Attributed to Alexander F. Tytler (1747-1813) in reference to democracy: "A democracy cannot exist as a permanent form of government. It can only exist until the voters discover that they can vote themselves largesse from the public treasury. From that moment on, the majority always votes for the candidates promising the most benefits from the public treasury with the result that a democracy always collapses over loose fiscal policy, always followed by a dictatorship. The average age of the world's greatest civilizations has been 200 years."

By Thomas Jefferson (in 1821) in reference to farm policy: "When we are told from Washington when to plant and when to reap, we shall soon want for bread."
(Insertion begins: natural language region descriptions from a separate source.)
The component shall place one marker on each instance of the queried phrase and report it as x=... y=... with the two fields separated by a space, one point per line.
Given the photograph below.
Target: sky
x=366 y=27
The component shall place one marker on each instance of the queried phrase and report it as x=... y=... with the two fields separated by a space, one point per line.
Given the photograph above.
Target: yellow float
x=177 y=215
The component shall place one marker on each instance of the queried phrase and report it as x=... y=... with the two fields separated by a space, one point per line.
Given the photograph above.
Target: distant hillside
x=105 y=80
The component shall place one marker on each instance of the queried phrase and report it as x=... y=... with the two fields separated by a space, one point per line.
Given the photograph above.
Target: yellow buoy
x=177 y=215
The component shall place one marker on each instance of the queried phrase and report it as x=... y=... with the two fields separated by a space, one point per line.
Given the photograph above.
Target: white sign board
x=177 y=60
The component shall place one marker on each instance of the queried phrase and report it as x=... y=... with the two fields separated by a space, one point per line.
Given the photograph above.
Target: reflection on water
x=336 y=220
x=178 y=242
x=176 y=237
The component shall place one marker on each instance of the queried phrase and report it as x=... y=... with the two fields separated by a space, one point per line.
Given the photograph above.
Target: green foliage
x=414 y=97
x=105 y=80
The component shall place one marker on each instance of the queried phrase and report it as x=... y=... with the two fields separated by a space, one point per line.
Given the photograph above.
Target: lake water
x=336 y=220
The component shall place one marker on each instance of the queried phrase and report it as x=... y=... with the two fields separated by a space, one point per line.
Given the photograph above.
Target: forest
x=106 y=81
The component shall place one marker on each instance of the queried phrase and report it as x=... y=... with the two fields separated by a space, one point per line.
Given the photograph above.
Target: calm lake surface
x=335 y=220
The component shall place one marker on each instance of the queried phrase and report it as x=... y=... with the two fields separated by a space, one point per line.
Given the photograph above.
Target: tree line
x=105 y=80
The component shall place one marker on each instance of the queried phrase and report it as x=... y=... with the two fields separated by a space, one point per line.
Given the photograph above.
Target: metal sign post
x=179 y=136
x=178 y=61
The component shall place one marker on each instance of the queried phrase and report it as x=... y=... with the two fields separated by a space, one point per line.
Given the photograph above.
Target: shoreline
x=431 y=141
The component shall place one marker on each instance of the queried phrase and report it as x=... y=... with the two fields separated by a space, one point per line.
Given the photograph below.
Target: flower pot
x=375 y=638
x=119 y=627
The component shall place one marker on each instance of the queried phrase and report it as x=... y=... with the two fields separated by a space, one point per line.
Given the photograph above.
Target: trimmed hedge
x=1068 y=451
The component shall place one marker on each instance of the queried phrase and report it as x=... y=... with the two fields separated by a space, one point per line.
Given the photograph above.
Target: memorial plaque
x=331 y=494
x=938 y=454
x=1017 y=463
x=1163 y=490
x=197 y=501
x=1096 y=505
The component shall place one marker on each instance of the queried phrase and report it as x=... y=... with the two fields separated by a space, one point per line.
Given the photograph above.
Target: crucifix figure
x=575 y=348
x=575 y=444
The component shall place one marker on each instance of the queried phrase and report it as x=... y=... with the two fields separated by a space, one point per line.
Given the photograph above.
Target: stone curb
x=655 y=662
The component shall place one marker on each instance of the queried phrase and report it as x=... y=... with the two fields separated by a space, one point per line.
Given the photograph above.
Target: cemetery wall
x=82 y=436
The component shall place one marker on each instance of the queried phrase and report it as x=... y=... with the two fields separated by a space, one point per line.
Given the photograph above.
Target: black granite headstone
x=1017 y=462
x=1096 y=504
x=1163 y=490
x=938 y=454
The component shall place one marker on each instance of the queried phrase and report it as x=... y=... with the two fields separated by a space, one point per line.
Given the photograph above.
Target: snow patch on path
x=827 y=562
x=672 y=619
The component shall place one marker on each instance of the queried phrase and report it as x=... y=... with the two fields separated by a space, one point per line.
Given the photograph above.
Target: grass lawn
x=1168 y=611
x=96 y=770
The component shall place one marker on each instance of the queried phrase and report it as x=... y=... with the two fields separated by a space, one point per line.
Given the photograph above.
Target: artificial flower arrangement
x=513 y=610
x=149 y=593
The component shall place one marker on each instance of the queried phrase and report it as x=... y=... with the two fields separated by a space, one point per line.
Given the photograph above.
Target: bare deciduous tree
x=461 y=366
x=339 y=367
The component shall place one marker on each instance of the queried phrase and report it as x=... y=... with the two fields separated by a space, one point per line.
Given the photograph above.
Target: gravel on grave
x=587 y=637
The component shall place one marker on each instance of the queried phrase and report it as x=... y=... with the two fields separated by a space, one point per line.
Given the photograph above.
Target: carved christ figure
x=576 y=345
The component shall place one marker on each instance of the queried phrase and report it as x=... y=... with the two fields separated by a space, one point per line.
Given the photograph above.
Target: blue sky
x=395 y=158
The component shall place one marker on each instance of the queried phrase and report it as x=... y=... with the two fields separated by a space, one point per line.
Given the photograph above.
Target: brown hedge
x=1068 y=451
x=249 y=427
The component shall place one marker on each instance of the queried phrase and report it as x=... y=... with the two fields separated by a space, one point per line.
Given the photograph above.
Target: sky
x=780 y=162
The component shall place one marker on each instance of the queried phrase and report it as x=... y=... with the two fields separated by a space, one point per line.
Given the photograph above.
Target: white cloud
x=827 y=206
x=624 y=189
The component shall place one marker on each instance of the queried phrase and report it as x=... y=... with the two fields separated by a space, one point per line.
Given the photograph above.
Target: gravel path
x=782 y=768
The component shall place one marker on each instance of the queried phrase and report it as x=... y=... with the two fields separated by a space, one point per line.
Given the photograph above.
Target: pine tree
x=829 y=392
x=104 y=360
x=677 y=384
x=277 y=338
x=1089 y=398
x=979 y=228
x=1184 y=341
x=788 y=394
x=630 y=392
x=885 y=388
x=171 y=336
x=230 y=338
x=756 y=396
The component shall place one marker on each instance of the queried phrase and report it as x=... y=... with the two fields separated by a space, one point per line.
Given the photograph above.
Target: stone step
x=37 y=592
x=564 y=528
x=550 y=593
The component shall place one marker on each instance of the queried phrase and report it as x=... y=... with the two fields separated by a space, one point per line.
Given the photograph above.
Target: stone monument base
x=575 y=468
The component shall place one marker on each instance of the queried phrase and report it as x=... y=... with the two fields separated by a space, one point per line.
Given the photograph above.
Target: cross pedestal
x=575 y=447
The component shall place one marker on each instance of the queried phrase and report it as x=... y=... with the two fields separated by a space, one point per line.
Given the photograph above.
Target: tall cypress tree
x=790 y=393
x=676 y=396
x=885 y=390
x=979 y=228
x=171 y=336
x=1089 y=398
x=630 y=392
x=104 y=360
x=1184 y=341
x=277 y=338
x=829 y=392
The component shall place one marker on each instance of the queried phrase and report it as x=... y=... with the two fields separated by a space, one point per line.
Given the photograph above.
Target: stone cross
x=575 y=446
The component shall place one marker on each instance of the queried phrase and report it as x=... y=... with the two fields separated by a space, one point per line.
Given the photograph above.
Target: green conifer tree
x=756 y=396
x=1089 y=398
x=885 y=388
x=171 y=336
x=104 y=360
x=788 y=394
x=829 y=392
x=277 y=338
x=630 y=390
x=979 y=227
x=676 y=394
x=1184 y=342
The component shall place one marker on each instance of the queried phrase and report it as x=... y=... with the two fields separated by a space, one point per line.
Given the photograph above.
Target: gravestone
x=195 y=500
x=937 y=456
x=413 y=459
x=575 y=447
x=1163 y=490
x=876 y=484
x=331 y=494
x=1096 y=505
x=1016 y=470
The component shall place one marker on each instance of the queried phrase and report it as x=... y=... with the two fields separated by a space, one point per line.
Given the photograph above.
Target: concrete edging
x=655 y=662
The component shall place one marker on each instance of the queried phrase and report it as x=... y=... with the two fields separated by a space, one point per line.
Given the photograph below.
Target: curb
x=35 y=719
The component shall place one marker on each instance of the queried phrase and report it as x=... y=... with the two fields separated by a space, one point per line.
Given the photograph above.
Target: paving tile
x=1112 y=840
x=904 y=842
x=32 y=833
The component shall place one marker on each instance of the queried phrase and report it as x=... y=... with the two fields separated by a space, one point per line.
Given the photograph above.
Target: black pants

By Fareed Zakaria, now, in the January/February 2013 issue of Foreign Affairs: "On its current path, the U.S. federal government is turning into, in the journalist Ezra Klein's memorable image, an insurance company with an army."

By David Stockman, in the New York Times of March 31, 2013: "Instead of moderation [proclaimed by Bernanke in 2004], what's at hand is a Great Deformation, arising from a rogue central bank that has abetted the Wall Street casino, crucified savers on a cross of zero interest rates and fueled a global commodity bubble that erodes Main Street living standards through rising food and energy prices -- a form of inflation that the Fed fecklessly disregards in calculating inflation."